Nel programma c’è un potenziamento dell’infrastruttura: oggi ci sono 29mila stazioni pubbliche di ricarica, la promessa è di salire a 500mila in dieci anni. Una figura decisiva sarà Jennifer Granholm, scelta come segretario all’energia: da governatrice del Michigan gestì 1,35 miliardi di fondi federali per veicoli elettrici e batterie, secondo uno schema di sostegno a ricerca e produzione sul quale Biden dirotterà parte dei 2mila miliardi di dollari del suo piano.

Made in Usa

«Su questo gioca la mentalità quasi da sindacalista di Biden», commenta Piana, «Il suo orizzonte di ragionamento è sempre il lavoro. Merkel dice: produrremo un milione di auto elettriche, Biden dice: avremo un milione di posti di lavoro nel settore delle auto elettriche». Lo ha detto più volte, Biden: l’auto del futuro è «nuova, pulita e made in America». Il terzo concetto è importante quanto i primi due. «Quando Trump pensa al cambiamento climatico, l’unica parola che dice è truffa. Quando ci penso io, la parola che mi viene in mente è lavoro», aveva detto in campagna elettorale: è la sintesi della sua visione lavorista al climate change e su come deve intrecciarsi con il rilancio dell’economia post Covid.

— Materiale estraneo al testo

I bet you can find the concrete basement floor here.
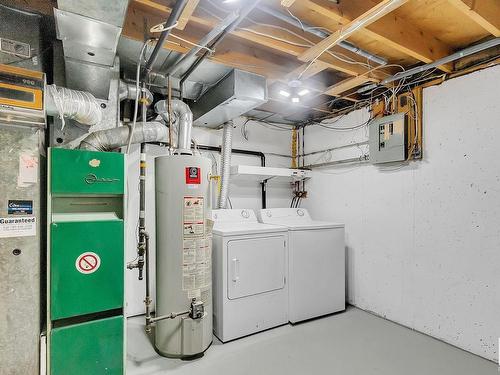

La scommessa è tutta in questo snodo: non rilanciare l’economia nonostante la transizione energetica, ma rilanciare l’economia grazie alla transizione energetica, e alla creazione di 10 milioni di green job, che nel programma si premurava di definire «ben pagati», «da classe media» e «sparsi in tutti gli Stati Uniti, non solo sulla costa». È la sua ambizione di diventare il Franklin Delano Roosevelt del clima e insieme l’applicazione di un concetto importante e sfuggente: la giustizia climatica. Poveri e minoranze sono i più esposti alle conseguenze del cambiamento climatico, all’inquinamento, alla vita insalubre dentro i centri dell’economia basata su fonti fossili. Sono anche quelli che rischiano più da una transizione: la risposta, sulla carta e da verificare sul campo, è nelle opportunità di lavoro da classe media, finanziati con spesa, deficit e tasse.